Dios interviene asimismo en la vida entera del hombre: en su concepción (v. 13) y en los bienes que recibe a lo largo de su existencia. El salmista es bien consciente de ello (v. 14), y lo explica proclamando de nuevo la omnisciencia divina (vv. 15-16). Las expresiones poéticas del v. 15 para indicar el origen del hombre en el seno materno —«en secreto», «lo profundo de la tierra»— asumen la consideración de que el hombre viene de la tierra y vuelve a la tierra (cfr Gn 2,7); en otros lugares indican el lugar de los muertos adonde irá el hombre al final de sus días (cfr Sal 63,10; Jb 14,13; etc.). El Señor conoce también y lleva cuenta de esos días (v. 16). Para el hombre, en cambio, se trata de un misterio que sobrepasa sus posibilidades de comprensión (vv. 17-18).
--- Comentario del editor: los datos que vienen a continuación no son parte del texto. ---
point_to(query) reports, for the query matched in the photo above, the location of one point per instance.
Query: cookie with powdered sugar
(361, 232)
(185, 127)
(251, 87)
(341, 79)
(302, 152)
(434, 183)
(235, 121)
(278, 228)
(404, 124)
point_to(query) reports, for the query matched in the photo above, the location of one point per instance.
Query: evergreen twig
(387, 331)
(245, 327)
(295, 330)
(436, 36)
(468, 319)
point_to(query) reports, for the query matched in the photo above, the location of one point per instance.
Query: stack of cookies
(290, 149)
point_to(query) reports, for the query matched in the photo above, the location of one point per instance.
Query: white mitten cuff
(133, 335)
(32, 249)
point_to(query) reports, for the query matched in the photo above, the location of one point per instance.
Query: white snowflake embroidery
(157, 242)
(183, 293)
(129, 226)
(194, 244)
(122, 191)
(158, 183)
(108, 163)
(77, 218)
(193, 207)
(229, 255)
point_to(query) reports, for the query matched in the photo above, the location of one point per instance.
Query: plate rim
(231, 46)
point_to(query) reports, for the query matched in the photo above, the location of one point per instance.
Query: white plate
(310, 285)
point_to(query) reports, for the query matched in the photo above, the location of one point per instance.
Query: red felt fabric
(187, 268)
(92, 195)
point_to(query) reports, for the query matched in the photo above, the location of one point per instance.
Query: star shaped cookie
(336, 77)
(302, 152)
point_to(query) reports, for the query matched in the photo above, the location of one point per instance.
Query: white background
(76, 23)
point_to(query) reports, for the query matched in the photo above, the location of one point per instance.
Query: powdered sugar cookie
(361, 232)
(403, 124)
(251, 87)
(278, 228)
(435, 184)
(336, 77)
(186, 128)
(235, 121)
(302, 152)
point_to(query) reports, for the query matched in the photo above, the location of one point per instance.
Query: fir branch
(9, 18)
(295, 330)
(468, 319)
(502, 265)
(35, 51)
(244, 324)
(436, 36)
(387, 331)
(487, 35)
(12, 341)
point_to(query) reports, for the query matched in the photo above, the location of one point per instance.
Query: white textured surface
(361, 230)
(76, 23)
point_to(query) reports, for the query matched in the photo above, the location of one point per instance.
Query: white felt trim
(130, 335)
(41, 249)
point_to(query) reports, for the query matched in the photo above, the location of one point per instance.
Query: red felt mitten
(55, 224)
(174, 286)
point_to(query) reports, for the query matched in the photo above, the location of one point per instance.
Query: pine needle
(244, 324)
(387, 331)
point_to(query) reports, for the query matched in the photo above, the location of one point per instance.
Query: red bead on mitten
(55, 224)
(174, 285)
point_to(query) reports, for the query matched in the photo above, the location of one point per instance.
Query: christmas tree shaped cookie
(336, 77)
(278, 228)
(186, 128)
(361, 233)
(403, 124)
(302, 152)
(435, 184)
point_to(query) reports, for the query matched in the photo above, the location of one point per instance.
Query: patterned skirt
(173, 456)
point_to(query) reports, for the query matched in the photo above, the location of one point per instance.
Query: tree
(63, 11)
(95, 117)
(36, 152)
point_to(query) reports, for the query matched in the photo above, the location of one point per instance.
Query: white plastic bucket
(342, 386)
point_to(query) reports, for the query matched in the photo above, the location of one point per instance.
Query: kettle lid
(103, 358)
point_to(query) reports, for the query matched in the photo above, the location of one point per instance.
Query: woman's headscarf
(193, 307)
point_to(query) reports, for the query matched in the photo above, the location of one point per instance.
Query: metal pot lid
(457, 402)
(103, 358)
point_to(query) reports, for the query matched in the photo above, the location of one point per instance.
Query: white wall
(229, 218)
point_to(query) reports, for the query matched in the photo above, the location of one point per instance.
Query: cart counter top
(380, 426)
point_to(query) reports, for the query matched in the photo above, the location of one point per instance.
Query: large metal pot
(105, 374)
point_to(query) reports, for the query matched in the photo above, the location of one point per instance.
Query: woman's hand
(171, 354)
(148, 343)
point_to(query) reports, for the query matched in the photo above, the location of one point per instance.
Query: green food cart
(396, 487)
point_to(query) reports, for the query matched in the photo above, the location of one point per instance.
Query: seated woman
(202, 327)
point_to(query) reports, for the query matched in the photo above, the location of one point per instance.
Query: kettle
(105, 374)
San Clemente Romano comentando las palabras de este salmo escribía: «Siendo así que todo está presente ante Él y que Él todo lo contempla, tengamos temor de ofenderlo y apartémonos de todo deseo impuro de malas acciones, a fin de que su misericordia nos defienda en el día del juicio. Porque ¿quién de nosotros podría huir de su poderosa mano? ¿Qué mundo podría acoger a un desertor de Dios? (…) ¿En qué lugar, pues, podría alguien refugiarse para escapar de aquel que lo envuelve todo? Acerquémonos, por tanto, al Señor con un alma santificada, levantando hacia Él nuestras manos puras e incontaminadas; amemos con todas nuestras fuerzas al que es nuestro Padre, amante y misericordioso, y que ha hecho de nosotros su pueblo de elección» (Ad Corinthios 27,1-29,5).